Implementation:Ggml org Llama cpp ModelBase Write

Field	Value
Implementation Name	ModelBase Write
Type	API Doc
Component	`convert_hf_to_gguf.py` -- `ModelBase` class
Status	Active

Overview

Description

The ModelBase class is the core abstraction in llama.cpp's HuggingFace-to-GGUF conversion pipeline. It provides the __init__() constructor for loading model data and the write() method for executing the full conversion.

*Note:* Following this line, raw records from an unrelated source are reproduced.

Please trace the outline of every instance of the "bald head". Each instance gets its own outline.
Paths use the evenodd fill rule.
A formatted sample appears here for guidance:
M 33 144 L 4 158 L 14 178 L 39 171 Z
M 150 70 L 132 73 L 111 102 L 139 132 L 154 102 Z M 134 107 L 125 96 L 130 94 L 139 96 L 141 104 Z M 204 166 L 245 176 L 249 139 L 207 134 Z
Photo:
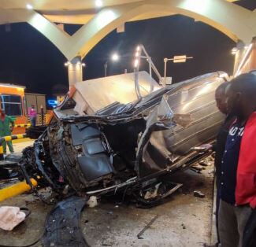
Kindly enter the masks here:
M 256 76 L 240 75 L 230 82 L 227 90 L 228 111 L 242 119 L 256 110 Z
M 216 105 L 221 112 L 227 114 L 227 103 L 226 103 L 226 88 L 228 85 L 228 82 L 224 82 L 221 84 L 215 90 L 215 101 Z

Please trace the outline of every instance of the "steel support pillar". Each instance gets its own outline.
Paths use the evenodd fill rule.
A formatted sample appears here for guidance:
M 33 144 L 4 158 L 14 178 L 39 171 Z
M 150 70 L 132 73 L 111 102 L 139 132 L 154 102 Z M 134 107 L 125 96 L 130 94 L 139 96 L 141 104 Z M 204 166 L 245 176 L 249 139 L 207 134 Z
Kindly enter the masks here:
M 83 65 L 81 57 L 76 57 L 66 63 L 69 72 L 69 87 L 83 81 Z

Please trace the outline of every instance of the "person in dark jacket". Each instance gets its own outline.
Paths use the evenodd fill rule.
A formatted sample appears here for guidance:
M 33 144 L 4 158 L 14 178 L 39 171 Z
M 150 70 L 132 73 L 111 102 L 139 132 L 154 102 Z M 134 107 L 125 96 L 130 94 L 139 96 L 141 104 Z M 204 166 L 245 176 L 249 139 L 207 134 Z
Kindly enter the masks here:
M 235 120 L 235 116 L 232 114 L 228 114 L 227 98 L 225 90 L 228 82 L 221 84 L 215 91 L 216 105 L 220 112 L 226 116 L 224 124 L 221 127 L 217 135 L 216 142 L 213 145 L 212 149 L 215 151 L 214 167 L 215 167 L 215 179 L 216 179 L 216 227 L 217 234 L 217 241 L 220 243 L 220 236 L 218 230 L 218 212 L 220 206 L 220 186 L 221 186 L 221 165 L 222 157 L 224 152 L 225 144 L 230 126 Z
M 235 78 L 226 95 L 228 112 L 236 120 L 221 160 L 218 227 L 221 247 L 240 247 L 256 208 L 256 76 Z

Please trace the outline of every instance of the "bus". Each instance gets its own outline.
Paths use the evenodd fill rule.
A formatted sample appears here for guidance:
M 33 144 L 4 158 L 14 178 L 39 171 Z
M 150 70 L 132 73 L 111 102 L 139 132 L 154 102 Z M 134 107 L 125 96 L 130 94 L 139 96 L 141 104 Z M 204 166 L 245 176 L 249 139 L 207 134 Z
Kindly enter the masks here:
M 32 105 L 35 106 L 38 112 L 37 124 L 41 124 L 41 109 L 43 109 L 44 124 L 49 122 L 50 113 L 46 109 L 46 95 L 26 94 L 25 87 L 9 83 L 0 83 L 0 107 L 6 115 L 14 120 L 16 125 L 29 124 L 28 109 Z M 17 127 L 13 135 L 25 133 L 25 127 Z

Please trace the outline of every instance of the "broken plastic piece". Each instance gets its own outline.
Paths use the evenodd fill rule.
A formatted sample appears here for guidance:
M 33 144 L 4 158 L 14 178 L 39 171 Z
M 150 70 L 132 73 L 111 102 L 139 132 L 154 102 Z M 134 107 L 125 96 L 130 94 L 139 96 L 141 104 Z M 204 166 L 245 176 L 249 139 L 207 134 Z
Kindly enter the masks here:
M 200 198 L 203 198 L 205 197 L 205 194 L 202 194 L 201 191 L 194 191 L 194 196 L 195 197 L 200 197 Z
M 0 228 L 2 230 L 13 230 L 25 218 L 26 214 L 18 207 L 0 207 Z

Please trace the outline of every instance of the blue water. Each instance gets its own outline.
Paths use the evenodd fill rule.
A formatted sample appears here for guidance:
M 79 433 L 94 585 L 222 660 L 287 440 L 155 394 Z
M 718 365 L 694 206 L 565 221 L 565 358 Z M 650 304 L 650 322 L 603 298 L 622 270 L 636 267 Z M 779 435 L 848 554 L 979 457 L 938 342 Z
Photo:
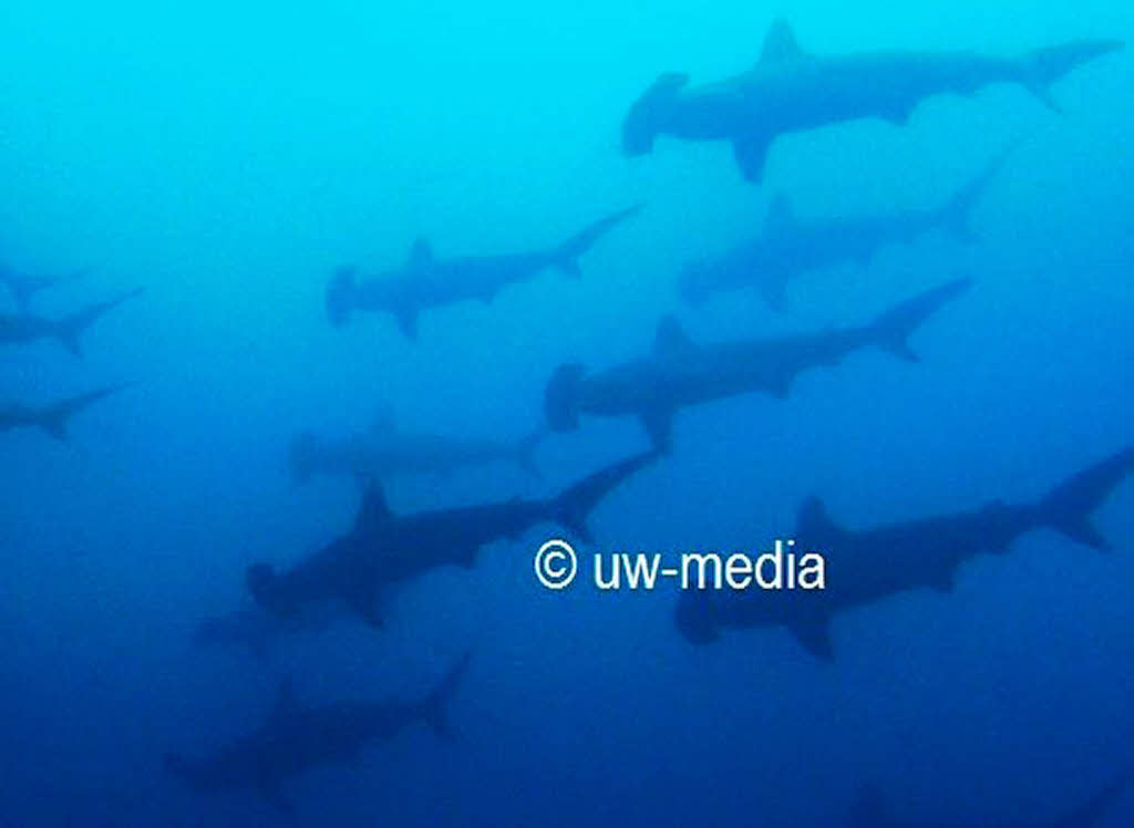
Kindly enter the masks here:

All architecture-specific model classes (e.g., LlamaModel, MistralModel, Qwen2Model) inherit from ModelBase (via TextModel or MmprojModel) and override hooks like set_gguf_parameters(), modify_tensors(), and set_vocab().

The write() method orchestrates the three-phase output process: tensor preparation, metadata preparation, and sequential file writing (header, KV data, tensor data).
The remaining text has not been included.